Fünf Jahre später schlug sich die Forderung nach Mädchenarbeit auch im Kinder- und Jugendhilfegesetz nieder: Es forderte, "die unterschiedlichen Lebenslagen von Mädchen und Jungen zu berücksichtigen, Benachteiligungen abzubauen und die Gleichberechtigung von Mädchen und Jungen zu fördern." Heute ist kaum ein größerer Jugendverband ohne 'Frauenreferentin' und Konzepte zur 'Mädchenarbeit'.
Der Bundesjugendring zum Beispiel hat dank Quote einen halbe/halbe besetzen Vorstand, seit 1989 eine 'Arbeitsgemeinschaft Mädchen- und Frauenarbeit' und in jedem Landesjugendring eine Frauenreferentin. Konsens ist auch, daß es in den Verbänden Angebote nur für Mädchen geben muß. So betreibt zum Beispiel die Gewerkschafts-Jugend des DGB das Mädchenzentrum 'Mathilde' in Dresden oder die Deutsche Sportjugend das 'Bewegungs- und Kommunikationszentrum für Mädchen und Frauen' im münsterländischen Brochterbeck.

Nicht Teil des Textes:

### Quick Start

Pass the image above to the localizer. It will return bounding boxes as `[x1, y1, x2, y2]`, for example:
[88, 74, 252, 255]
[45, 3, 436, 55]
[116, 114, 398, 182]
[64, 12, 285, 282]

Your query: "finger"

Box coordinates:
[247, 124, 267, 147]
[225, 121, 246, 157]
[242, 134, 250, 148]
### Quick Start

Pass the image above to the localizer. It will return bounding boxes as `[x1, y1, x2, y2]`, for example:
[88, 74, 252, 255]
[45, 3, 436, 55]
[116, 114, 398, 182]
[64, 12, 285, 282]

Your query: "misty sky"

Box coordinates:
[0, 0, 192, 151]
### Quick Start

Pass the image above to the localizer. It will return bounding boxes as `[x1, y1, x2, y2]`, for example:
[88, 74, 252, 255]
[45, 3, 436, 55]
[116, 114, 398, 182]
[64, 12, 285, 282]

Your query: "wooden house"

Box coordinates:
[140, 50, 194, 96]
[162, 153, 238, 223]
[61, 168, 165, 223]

Dennoch beklagen die Expertinnen, daß "bei der Mädchenarbeit in der Praxis noch schwer gebremst wird. Mädchenarbeit gilt immer als Zusatzangebot." Mädchenangebote ziehen deshalb oft den kürzeren, wenn die Verbände das immer knappere Geld verteilen müssen. "Die Mädchenarbeit wird von den Männern oft ziemlich belächelt", erzählt Angela Franke. "Die sagen dann: 'Jaja, macht ihr mal eure Mädchenarbeit.' Aber die nehmen das nicht ernst. Mädchenarbeit gibt's nur dann, wenn engagierte Frauen die Initiative ergreifen."
Das tut Angela Franke. Die 25-jährige Lehramt-Studentin leitet seit neun Jahren eine Jugendgruppe im Jugendheim der 'Falken' in Düsseldorf-Gerresheim. Und die ist eigentlich - bis auf einen Quotenjungen namens Mattes - ein reiner Mädels-Trupp, der sich einmal in der Woche in dem gemütlichen Raum trifft.
Zwar veranstaltet der 160.000 Mitglieder starke Verband alle zwei Jahre ein großes Mädchen-Kulturtreffen und eine Bundesfrauenkonferenz und fragte in der Studie 'Freiräume für Mädchenträume', wie sich die weiblichen Falken in ihrem Verband wohler fühlen könnten - reine Mädchengruppen sieht das Konzept der 'Sozialistischen Jugend Deutschlands - Die Falken' aber nicht vor. Bei der Gerresheim-Gruppe haben sich die Jungen im Laufe der Jahre verdünnisert, "weil ich immer drauf geachtet habe, das wir auch das machen, was den Mädchen Spaß macht".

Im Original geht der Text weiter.